虽然COVID-19大流行似乎正在消退,但长期COVID-19病例的不明确影响、免疫功能低下个体的突破性感染、疫苗犹豫以及不均匀的卫生保健可及性构成了不可低估的威胁。这些病例,连同大流行的准备工作,要求警惕地识别新药,并优化现有药物,作为治疗这种疾病和未来潜在疾病的治疗选择。Mpro抑制剂很早就被确定为抗冠状病毒的有效候选药物,因为它们靶向病毒内可行的加工机制,即将病毒RNA编码的多蛋白切割成功能蛋白的主要蛋白酶。在设计有效的SARS-CoV-2 Mpro抗病毒药物时,已经探索了不同的策略,包括可逆性和不可逆性抑制以及变抗性抑制剂,这些策略主要来自药物再利用。雄心勃勃的筛选工作显示出了突出的化学和结构多样性,这导致六种先导化合物目前正在进行临床试验,美国食品和药物管理局紧急批准利托那韦(ritonvir)增强的nirmatrelvir作为COVID-19治疗药物。本文对已获得的抑制剂多样性进行了全面分析,将其分为不可逆、可逆和变抗性Mpro结合物,并讨论了新出现的耐药报告和可能的规避策略,旨在刺激持续的Mpro药物设计工作。
本文章由计算机程序翻译,如有差异,请以英文原文为准。
SARS-CoV-2 Mpro Inhibitors: Achieved Diversity, Developing Resistance and Future Strategies
While the COVID-19 pandemic seems to be on its decline, the unclear impacts of long-COVID cases, breakthrough infections in immunocompromised individuals, vaccine hesitancy, and inhomogeneous health-care accessibility constitute a not to be underestimated threat.
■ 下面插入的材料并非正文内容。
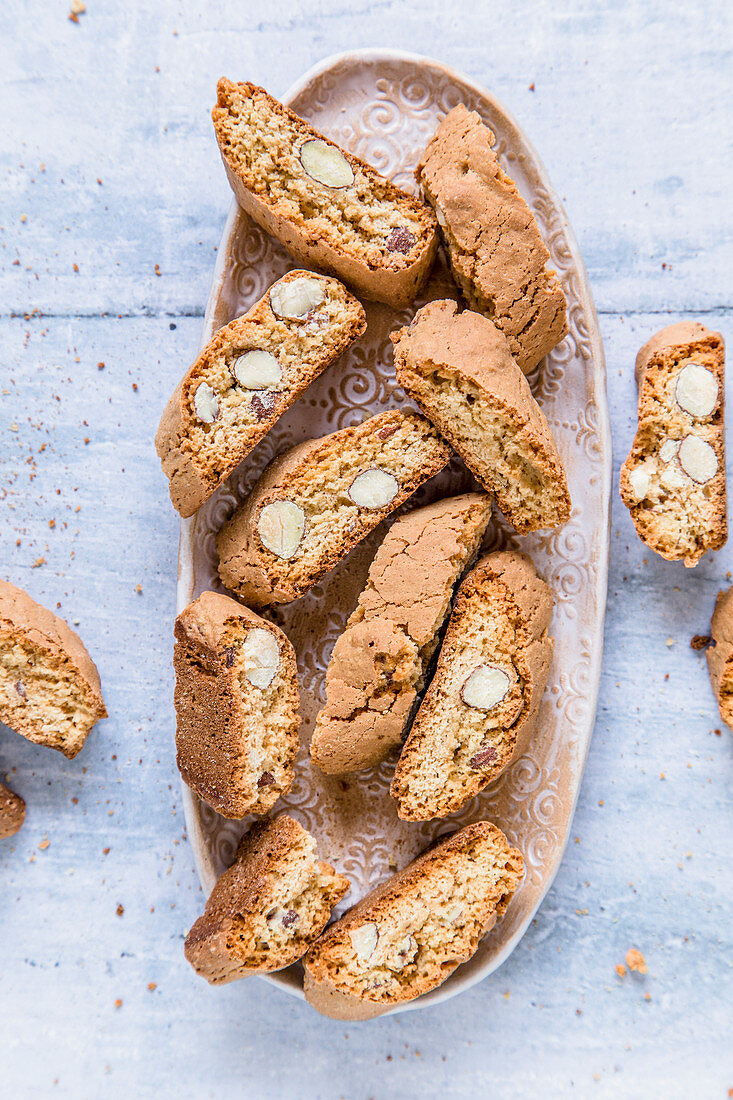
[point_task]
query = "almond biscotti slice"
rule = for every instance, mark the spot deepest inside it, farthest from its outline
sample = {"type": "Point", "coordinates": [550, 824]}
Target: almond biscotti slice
{"type": "Point", "coordinates": [267, 908]}
{"type": "Point", "coordinates": [674, 479]}
{"type": "Point", "coordinates": [481, 707]}
{"type": "Point", "coordinates": [247, 376]}
{"type": "Point", "coordinates": [379, 663]}
{"type": "Point", "coordinates": [720, 655]}
{"type": "Point", "coordinates": [317, 501]}
{"type": "Point", "coordinates": [496, 254]}
{"type": "Point", "coordinates": [458, 367]}
{"type": "Point", "coordinates": [50, 689]}
{"type": "Point", "coordinates": [237, 705]}
{"type": "Point", "coordinates": [328, 208]}
{"type": "Point", "coordinates": [411, 933]}
{"type": "Point", "coordinates": [12, 812]}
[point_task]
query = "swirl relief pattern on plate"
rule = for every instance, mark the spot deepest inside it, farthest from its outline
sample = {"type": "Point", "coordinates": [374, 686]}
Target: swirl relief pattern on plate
{"type": "Point", "coordinates": [384, 109]}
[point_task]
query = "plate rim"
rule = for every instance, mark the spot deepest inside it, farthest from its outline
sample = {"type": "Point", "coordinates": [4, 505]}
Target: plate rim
{"type": "Point", "coordinates": [186, 579]}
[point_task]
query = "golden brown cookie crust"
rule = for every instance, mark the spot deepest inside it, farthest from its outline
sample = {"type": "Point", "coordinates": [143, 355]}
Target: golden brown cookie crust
{"type": "Point", "coordinates": [445, 901]}
{"type": "Point", "coordinates": [12, 812]}
{"type": "Point", "coordinates": [495, 251]}
{"type": "Point", "coordinates": [316, 476]}
{"type": "Point", "coordinates": [376, 273]}
{"type": "Point", "coordinates": [274, 858]}
{"type": "Point", "coordinates": [219, 717]}
{"type": "Point", "coordinates": [440, 354]}
{"type": "Point", "coordinates": [185, 462]}
{"type": "Point", "coordinates": [435, 778]}
{"type": "Point", "coordinates": [675, 515]}
{"type": "Point", "coordinates": [720, 655]}
{"type": "Point", "coordinates": [376, 667]}
{"type": "Point", "coordinates": [47, 638]}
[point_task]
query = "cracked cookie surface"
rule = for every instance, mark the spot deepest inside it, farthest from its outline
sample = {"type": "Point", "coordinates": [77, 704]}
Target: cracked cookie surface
{"type": "Point", "coordinates": [496, 254]}
{"type": "Point", "coordinates": [351, 221]}
{"type": "Point", "coordinates": [481, 707]}
{"type": "Point", "coordinates": [248, 376]}
{"type": "Point", "coordinates": [237, 706]}
{"type": "Point", "coordinates": [267, 908]}
{"type": "Point", "coordinates": [459, 370]}
{"type": "Point", "coordinates": [378, 666]}
{"type": "Point", "coordinates": [674, 479]}
{"type": "Point", "coordinates": [409, 934]}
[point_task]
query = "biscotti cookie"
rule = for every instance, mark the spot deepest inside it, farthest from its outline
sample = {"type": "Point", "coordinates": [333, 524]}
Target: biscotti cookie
{"type": "Point", "coordinates": [50, 689]}
{"type": "Point", "coordinates": [458, 367]}
{"type": "Point", "coordinates": [317, 501]}
{"type": "Point", "coordinates": [409, 934]}
{"type": "Point", "coordinates": [237, 705]}
{"type": "Point", "coordinates": [378, 664]}
{"type": "Point", "coordinates": [247, 376]}
{"type": "Point", "coordinates": [496, 254]}
{"type": "Point", "coordinates": [481, 707]}
{"type": "Point", "coordinates": [674, 479]}
{"type": "Point", "coordinates": [327, 207]}
{"type": "Point", "coordinates": [12, 812]}
{"type": "Point", "coordinates": [720, 655]}
{"type": "Point", "coordinates": [267, 908]}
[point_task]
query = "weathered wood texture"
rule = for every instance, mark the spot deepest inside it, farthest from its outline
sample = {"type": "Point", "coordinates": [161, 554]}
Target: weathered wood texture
{"type": "Point", "coordinates": [628, 111]}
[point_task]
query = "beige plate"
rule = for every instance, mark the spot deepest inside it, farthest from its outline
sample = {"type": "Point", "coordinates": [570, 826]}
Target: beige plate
{"type": "Point", "coordinates": [384, 106]}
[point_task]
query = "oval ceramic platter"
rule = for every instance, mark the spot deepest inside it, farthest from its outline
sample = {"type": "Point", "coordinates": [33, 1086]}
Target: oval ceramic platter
{"type": "Point", "coordinates": [384, 106]}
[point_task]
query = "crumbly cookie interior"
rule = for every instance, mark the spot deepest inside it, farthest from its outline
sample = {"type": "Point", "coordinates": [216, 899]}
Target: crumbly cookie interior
{"type": "Point", "coordinates": [423, 934]}
{"type": "Point", "coordinates": [453, 749]}
{"type": "Point", "coordinates": [42, 697]}
{"type": "Point", "coordinates": [321, 487]}
{"type": "Point", "coordinates": [299, 345]}
{"type": "Point", "coordinates": [671, 509]}
{"type": "Point", "coordinates": [262, 144]}
{"type": "Point", "coordinates": [498, 454]}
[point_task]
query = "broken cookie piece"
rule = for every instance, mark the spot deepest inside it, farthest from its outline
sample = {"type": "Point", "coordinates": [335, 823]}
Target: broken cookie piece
{"type": "Point", "coordinates": [720, 655]}
{"type": "Point", "coordinates": [481, 707]}
{"type": "Point", "coordinates": [50, 689]}
{"type": "Point", "coordinates": [459, 370]}
{"type": "Point", "coordinates": [378, 666]}
{"type": "Point", "coordinates": [237, 706]}
{"type": "Point", "coordinates": [317, 501]}
{"type": "Point", "coordinates": [247, 376]}
{"type": "Point", "coordinates": [409, 934]}
{"type": "Point", "coordinates": [674, 479]}
{"type": "Point", "coordinates": [330, 210]}
{"type": "Point", "coordinates": [12, 812]}
{"type": "Point", "coordinates": [496, 254]}
{"type": "Point", "coordinates": [267, 908]}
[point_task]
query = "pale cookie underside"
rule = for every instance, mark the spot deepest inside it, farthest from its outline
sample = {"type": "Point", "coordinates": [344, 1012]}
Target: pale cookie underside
{"type": "Point", "coordinates": [357, 827]}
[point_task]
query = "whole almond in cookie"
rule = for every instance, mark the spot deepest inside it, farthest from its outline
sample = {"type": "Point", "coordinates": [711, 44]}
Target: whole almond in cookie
{"type": "Point", "coordinates": [267, 908]}
{"type": "Point", "coordinates": [406, 936]}
{"type": "Point", "coordinates": [481, 707]}
{"type": "Point", "coordinates": [317, 501]}
{"type": "Point", "coordinates": [378, 666]}
{"type": "Point", "coordinates": [674, 480]}
{"type": "Point", "coordinates": [330, 210]}
{"type": "Point", "coordinates": [248, 375]}
{"type": "Point", "coordinates": [237, 706]}
{"type": "Point", "coordinates": [50, 688]}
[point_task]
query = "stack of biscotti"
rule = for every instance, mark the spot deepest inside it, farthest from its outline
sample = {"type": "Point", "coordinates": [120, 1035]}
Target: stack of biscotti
{"type": "Point", "coordinates": [379, 663]}
{"type": "Point", "coordinates": [674, 479]}
{"type": "Point", "coordinates": [495, 251]}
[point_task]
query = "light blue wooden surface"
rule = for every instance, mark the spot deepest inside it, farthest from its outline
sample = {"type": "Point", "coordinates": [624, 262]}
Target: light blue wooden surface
{"type": "Point", "coordinates": [108, 162]}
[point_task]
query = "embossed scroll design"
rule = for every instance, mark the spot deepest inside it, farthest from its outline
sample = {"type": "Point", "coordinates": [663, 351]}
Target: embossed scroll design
{"type": "Point", "coordinates": [385, 111]}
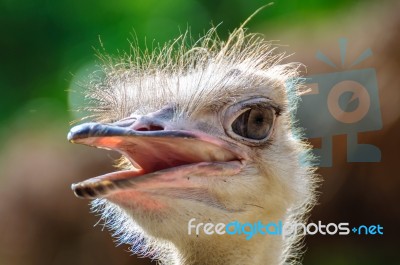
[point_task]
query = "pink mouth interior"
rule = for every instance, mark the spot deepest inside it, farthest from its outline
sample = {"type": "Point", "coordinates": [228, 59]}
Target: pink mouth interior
{"type": "Point", "coordinates": [151, 154]}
These cases, along with pandemic preparedness, ask for an alert identification of new drugs and the optimization of existing drugs as therapeutic treatment options for this and potential future diseases. Mpro inhibitors were identified early on as potent drug candidates against coronaviruses, since they target viable processing machinery within the virus, i.e., the main protease that cleaves the polyproteins encoded by the viral RNA into functional proteins. Different strategies, including reversible and irreversible inhibition as well as allosteric inhibitors, mostly from drug repurposing endeavors, have been explored in the design of potent SARS-CoV-2 Mpro antivirals. Ambitious screening efforts have uttered an outstanding chemical and structural diversity, which has led to half a dozen lead compounds being currently in clinical trials and the emergency FDA approval of ritonavir-boosted nirmatrelvir as a COVID-19 therapeutic. This comprehensive analysis of the achieved inhibitor diversity sorted into irreversible, reversible, and allosteric Mpro binders, along with a discussion of emerging resistance reports and possible evasion strategies, is aimed at stimulating continuing Mpro drug design efforts.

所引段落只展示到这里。